Permitió que la tristeza digna de su hermano del invierno llegara a la médula de sus huesos. Le hubiera gustado que fuera de otra manera, que el conocimiento de sus pesadillas lo dotaran de otra información menos que esa. Que el renacimiento de su sentir, que la súbita hidratación de su podrido corazón hubiera sido con más lentitud. Sin embargo, no estaba en él decidir absolutamente nada de lo que los dioses le comunicaban al oído cuando dormía. Era una tristeza saber que su tiempo había llegado.
—Me lo dijeron.—
Ariel habló con la voz entrecortada. Sus queridos súbditos tratando de levantarlo, pero era como un pesado costal de tierra mojada.
—Acaban mis días en la tierra.—
Alzó sus brazos al cielo, a mitad de su destrozada escena. Quería que alguien le besara los dedos. Imaginó el rostro dulce de su hermana Aesther diciéndole que todo iba a estar bien. Que el día de mañana sería otro día lleno de sol y que sus amigos, los espíritus del cementerio, estarían emocionados con verlo otra vez. Pero recibió la sensación del frío, el congelamiento inmediato de las manos.
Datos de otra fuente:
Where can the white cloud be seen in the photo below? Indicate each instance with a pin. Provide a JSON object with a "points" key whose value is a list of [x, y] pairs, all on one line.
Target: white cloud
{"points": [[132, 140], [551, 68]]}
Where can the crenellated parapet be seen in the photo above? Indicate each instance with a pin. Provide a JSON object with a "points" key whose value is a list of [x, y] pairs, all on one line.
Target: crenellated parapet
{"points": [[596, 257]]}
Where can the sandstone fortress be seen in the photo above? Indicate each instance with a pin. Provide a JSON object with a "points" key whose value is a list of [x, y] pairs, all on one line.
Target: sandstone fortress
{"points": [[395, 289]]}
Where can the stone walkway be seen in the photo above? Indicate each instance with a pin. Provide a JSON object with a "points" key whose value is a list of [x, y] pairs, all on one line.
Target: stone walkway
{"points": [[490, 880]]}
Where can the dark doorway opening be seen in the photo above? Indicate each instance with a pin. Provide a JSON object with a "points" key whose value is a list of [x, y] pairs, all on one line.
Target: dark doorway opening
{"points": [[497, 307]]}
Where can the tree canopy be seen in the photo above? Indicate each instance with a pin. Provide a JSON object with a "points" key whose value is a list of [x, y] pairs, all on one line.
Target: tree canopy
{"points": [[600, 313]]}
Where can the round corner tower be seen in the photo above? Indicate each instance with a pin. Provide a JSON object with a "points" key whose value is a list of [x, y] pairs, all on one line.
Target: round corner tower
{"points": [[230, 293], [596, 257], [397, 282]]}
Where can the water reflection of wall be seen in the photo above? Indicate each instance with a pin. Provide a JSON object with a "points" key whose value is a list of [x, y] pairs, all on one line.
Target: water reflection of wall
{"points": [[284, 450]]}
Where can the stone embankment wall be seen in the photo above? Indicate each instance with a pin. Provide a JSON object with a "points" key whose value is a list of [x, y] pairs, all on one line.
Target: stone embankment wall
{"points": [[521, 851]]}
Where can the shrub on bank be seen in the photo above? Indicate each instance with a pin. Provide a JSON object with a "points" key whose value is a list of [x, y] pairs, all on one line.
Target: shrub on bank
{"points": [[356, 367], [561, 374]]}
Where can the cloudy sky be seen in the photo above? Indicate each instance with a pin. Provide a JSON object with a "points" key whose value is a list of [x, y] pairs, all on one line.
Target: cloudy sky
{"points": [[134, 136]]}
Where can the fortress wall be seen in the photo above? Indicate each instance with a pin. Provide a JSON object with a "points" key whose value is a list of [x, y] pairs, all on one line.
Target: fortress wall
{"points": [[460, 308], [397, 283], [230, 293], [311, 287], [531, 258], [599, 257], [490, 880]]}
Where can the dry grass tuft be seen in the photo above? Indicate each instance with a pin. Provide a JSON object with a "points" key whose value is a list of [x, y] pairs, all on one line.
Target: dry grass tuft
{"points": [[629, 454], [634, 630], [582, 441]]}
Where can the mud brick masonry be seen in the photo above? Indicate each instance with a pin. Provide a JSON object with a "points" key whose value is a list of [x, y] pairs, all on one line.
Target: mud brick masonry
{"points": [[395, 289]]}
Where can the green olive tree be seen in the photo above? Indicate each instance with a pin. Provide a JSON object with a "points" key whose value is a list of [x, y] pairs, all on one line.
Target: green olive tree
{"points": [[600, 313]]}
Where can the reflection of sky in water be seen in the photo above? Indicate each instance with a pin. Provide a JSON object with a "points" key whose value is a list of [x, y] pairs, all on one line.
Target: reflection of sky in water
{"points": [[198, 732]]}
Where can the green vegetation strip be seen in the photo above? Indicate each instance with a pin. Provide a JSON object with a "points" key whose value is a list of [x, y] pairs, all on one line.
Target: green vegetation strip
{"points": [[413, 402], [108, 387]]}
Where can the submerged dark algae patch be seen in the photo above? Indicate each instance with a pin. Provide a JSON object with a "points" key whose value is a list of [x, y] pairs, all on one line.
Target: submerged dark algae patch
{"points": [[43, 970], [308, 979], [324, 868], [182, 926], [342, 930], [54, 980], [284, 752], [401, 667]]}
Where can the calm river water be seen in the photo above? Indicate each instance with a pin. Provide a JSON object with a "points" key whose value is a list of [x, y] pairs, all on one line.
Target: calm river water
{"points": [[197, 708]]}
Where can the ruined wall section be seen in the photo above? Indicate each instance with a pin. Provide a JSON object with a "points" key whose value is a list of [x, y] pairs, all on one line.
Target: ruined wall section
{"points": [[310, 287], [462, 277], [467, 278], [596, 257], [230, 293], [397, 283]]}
Cuando levantó la barbilla pudo sentir que se llenó la habitación. Era como si todos estuvieran acompañándolo en otro plano, conociendo el silencio de la premura del fin. Le tocaron los dedos para tratar de darle algo del calor que necesitaba. Los besos de los muertos eran como golpes de hielo sobre el rostro. Ariel cabizbajo, se levantó para desplomarse en el suelo. Dejaría que lo abrazaran una última vez antes de marcharse.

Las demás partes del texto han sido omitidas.